Alors que les soupçons de corruption commencent à peser sur le Secrétaire Général de la présidence, Dr. Jacques Haroun Kabadi, certains parlementaires doutent de l’efficacité de cette campagne et affirment que le brutal coup de sabre d’Idriss Deby à son condisciple Haroun Kabadi semble être une stratégie d’élimination d’un ami qui s’accommode au pouvoir. Comment comprendre l’anticipation avec laquelle Haroun a été démis de ses fonctions et remplacé par un autre homme politique peu propre ? Pourrait aussi

Le Président Idriss Deby Itno pourrait gagner une telle bataille s’il démantelait lui-même les collusions entre sa famille politique, sa famille consanguine et la Justice tchadienne.
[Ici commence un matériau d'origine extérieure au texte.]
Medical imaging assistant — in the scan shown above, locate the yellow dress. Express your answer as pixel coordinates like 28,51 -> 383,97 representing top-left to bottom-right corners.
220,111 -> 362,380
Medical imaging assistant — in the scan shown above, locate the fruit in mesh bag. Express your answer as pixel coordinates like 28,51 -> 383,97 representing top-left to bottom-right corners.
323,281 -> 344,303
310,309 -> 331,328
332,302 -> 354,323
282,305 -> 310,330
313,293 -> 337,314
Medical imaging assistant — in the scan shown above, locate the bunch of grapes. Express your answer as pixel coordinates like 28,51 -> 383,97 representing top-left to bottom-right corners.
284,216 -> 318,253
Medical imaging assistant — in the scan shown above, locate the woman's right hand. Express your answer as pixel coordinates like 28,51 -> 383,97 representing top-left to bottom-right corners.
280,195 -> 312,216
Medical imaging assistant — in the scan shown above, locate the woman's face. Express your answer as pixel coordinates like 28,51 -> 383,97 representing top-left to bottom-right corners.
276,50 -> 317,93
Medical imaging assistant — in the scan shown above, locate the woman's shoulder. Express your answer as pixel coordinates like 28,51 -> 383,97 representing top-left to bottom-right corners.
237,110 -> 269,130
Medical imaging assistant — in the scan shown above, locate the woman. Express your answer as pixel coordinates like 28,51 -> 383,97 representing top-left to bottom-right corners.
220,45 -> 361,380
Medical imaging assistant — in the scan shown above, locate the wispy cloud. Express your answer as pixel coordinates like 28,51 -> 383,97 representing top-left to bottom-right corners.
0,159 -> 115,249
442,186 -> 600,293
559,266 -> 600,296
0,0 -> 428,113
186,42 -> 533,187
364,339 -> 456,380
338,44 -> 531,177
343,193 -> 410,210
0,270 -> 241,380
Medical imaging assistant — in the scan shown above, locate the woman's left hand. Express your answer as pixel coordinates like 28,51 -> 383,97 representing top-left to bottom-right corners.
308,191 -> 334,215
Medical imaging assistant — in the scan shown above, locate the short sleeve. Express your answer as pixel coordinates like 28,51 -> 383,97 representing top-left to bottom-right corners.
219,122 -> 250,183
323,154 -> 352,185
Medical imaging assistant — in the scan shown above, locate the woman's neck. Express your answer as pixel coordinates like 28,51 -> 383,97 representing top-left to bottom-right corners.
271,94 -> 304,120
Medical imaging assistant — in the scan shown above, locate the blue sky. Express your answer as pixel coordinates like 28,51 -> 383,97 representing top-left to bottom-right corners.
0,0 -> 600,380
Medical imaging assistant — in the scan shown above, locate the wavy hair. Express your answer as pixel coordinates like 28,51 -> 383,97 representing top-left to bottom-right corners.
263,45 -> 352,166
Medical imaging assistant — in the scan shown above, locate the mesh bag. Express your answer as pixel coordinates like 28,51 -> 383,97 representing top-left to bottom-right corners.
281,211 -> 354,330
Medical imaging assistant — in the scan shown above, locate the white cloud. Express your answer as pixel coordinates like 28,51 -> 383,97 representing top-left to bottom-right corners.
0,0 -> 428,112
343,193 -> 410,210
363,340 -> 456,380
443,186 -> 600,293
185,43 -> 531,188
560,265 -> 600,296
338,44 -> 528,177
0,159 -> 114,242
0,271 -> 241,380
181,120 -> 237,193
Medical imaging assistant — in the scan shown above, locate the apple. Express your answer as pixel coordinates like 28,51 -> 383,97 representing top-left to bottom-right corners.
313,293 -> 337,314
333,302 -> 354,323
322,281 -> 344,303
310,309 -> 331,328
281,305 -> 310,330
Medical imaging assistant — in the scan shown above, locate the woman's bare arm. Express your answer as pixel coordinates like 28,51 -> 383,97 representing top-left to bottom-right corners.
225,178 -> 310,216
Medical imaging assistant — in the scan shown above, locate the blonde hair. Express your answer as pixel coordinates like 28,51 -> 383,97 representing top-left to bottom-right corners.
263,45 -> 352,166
Le meilleur système de lutte contre la corruption n’est il celui d’avoir une justice forte et indépendante. Mais lorsque quelqu’un a déjà pris l’argent de l’Etat dans une telle proportion, sa répression devient difficile. Avec l’argent, il procèdera à d’autres corruptions dans le système et échappera à la justice, souvent aussi complice.

Il est difficile de lutter contre un système vieux de 20 ans et encouragé par le régime en place par des moyens isolés et sporadiques. Ce système ne peut se combattre résolument que si la société civile, l’opposition politique et le régime MPS acceptent de se compléter pour travailler ensemble.

Le fait est que les parents d’Idriss Deby, dont la corruption est pourtant de notoriété publique n’ont jamais été inquiétés des actes frauduleux qu’ils posent chaque jour dans les secteurs de la finance, des banques, des marchés publics, de l’immobilier, du secteur de la construction et de l’automobile etc.…, Il est inutile de prendre des larcins pour les jubiler alors que des vrais voleurs dansent à côté.

Aussi, le moment n’est-il arrivé pour que les tchadiens qui partagent la même vision se donnent la main pour opérer un changement de système politique pour le bonheur de tous les tchadiens.